See, $100 Million just doesn't go that far these days.

-ZDD


----------



## Adesi (Aug 9, 2011)

Initially:
Pay off mortgage.
Stocks with high dividend yields.


----------



## Zombie Devil Duckie (Apr 11, 2012)

Oops, reading comprehension FTL... 100M per week. That's even worse. Take my results and x7.

I think i'll join the others and just buy a home in the mountains in several countries and do pharmaceuticals.

-ZDD


----------



## rd93 (Jul 14, 2012)

Zombie Devil Duckie said:


> Well, according to U.S. National Debt Clock : Real Time
> 
> I'd try to pay off the national debt, which at this point is $16,066,241,407,386.
> 
> ...


Perfect. Why didn't I think of that


----------



## Liontiger (Jun 2, 2009)

For the first few months, I'd carry on much like I have been. I wouldn't go crazy buying things; I'd just be content to know that I no longer have to worry about how I'm going to pay my cell phone bill and all my graduate school application fees. Over winter break, though, I'd quit my job at McDonalds and take the time to relax, pick up some hobbies that I couldn't afford before (get an actual tai chi instructor, take up violin lessons, etc.), do some traveling. I'd also get my family a lot of Christmas presents because I never have enough money to get them much. 

My options for graduate school would be blown wide open. I could afford to go anywhere I wanted and live comfortably, able to focus on my education and not stress about making ends meet. I'd still go on to be a high school guidance counselor, despite not need a job, at least for a while. I'd build the kind of life I've always dreamed about. I've always wanted to be a philanthropist, so I'd work on that as a side project. I'd give money to the causes that are most important to me. (Just going to pretend my infinite money wouldn't screw up the economy.) I'd also be able to provide for my future family and pay for the best education I could get them. I actually think I'd tone down my spending for their sakes, so that they wouldn't take things for granted and be spoiled.

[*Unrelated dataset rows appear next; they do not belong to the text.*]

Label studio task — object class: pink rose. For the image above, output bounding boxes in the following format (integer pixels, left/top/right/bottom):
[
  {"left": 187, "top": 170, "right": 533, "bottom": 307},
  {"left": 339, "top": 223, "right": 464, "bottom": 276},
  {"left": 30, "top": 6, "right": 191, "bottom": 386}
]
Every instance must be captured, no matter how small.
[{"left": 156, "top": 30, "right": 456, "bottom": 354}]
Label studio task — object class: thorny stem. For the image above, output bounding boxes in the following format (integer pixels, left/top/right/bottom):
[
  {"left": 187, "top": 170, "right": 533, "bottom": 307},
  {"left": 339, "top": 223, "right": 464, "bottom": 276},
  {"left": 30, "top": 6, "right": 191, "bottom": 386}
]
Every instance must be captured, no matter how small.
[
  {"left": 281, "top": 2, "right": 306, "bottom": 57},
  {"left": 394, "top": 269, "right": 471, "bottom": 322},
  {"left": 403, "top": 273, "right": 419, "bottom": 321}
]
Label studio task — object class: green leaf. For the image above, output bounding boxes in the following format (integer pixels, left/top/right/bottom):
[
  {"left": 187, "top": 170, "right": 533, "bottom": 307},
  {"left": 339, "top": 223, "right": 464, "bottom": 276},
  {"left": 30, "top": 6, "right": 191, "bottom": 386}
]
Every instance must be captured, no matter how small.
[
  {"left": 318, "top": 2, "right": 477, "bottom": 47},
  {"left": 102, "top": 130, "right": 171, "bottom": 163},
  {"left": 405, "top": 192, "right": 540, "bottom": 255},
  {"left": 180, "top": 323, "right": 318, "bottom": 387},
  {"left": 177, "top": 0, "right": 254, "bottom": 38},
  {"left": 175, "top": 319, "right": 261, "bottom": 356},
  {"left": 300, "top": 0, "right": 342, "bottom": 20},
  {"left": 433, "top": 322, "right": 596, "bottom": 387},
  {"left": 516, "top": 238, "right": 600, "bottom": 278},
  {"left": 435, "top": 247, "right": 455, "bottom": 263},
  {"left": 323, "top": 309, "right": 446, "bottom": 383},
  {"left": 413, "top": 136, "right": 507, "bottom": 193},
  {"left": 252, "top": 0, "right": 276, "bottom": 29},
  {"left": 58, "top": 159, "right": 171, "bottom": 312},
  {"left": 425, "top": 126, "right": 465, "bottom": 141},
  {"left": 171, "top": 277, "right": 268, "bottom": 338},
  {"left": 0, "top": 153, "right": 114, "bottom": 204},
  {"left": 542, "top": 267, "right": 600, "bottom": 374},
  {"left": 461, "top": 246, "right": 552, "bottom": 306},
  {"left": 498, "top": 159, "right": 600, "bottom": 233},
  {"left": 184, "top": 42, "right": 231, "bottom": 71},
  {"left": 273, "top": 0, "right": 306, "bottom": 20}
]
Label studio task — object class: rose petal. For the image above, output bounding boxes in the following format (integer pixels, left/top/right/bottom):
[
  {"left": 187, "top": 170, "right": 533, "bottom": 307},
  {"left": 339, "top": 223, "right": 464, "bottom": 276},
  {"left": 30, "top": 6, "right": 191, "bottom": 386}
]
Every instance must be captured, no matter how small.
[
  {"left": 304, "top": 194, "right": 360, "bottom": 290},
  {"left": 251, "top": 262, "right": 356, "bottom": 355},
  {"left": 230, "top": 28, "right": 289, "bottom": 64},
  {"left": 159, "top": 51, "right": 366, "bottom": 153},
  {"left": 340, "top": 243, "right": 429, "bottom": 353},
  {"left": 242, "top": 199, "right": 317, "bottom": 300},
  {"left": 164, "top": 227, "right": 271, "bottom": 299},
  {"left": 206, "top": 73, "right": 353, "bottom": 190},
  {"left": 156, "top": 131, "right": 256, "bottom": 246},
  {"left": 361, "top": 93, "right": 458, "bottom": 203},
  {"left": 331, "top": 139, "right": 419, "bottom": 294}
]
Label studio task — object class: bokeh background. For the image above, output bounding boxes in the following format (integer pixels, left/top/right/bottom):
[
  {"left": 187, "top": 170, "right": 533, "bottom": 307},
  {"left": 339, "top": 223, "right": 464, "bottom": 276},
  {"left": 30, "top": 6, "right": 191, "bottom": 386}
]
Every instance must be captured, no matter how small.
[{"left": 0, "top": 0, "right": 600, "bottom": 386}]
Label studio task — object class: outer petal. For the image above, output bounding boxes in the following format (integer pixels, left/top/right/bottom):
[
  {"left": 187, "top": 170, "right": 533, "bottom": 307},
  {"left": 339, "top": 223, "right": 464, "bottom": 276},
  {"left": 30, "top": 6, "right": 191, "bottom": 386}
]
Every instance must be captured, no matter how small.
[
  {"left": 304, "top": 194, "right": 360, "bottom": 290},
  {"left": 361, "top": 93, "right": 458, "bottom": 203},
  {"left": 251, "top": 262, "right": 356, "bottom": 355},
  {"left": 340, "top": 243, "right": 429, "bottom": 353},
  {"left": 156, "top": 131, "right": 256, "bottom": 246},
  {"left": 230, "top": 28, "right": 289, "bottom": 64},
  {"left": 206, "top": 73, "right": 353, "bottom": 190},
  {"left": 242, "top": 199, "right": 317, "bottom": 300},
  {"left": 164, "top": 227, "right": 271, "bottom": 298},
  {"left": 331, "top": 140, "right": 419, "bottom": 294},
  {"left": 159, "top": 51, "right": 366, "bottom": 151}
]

I'd just have remember throughout all of this: to appreciate everything I have and not take it for granted, to be socially responsible with my purchases, to place limits on how extravagant the things I buy are, and to share my money in socially responsible ways. I'd have to do the mental check, "Do I really need this? Would it have been worth it to buy this before?" so that I wouldn't buy a bunch of useless crap.

Can I have this life now?


----------



## djdk89 (Sep 23, 2012)

First I would quit my job then I would Buy a house and a car I always wanted. The help my Family and Close friends and get them moving forward. I would take a vacation to New york, San Franicso and Japan and England. Then I would go back to school in political sciences and lawyer. Then i would start up a charity and organzation to help the less fortunate. From their on make a name and run for Office of Governor or Representative or Senator. Then I would get notice then become president and fix the country and the world.


----------



## Das Brechen (Nov 26, 2011)

-Jetpack
-Flamethrower
-Stock Car
-Sexy Lady Entourage
-Tumbler from Dark Knight Trilogy
-Heck, Live out the Dark Knight Trilogy

I'd be a complete blight on the world in every way I could with my money. I'd ask a woman out and if she refused I'd buy her place of establishment and then fire her as a gesture of disproportionate retribution. I'd pay to have my boss' car towed every day until he quit. If I could pull it off, I'd pay off everyone at the DMV and hand out free driver's licenses all day. I'd park sideways in the middle of an intersection because I could. I'd drop a million dollars in Manhattan during rush hour and watch the chaos. Let's just say I wouldn't be very altruistic at all and that's being honest.

I'll come back to edit this when I think of some more displays of sheer douchebaggery later. XD


----------



## nakkinaama (Jun 20, 2012)

Be more rich


----------



## HonestAndTrue (Oct 25, 2012)

I'd ensure that every penny was removed from that account so that on refresh it would go from 0.00 to 100 million. I'd probably buy an island or island chain and establish a new country and recruit not the best people but people with great potential. Together we would evaluate the world taking what works and leaving what doesn't. We would create an example to model and have a step-by-step list for an individual, country, or anything in between how to move from where they are to the example that we are. Many of us would then leave this island, perhaps to return to our home country and with our new knowledge and example work to change within. Starting from an individual to an ever growing team to change the world for the better.


----------



## uberrogo (Sep 15, 2009)

I would get all tailored clothing.

Id would run a farm where I paid the workers rediculously high wages.

i would build a pretty elaborate house with a library and secret doors.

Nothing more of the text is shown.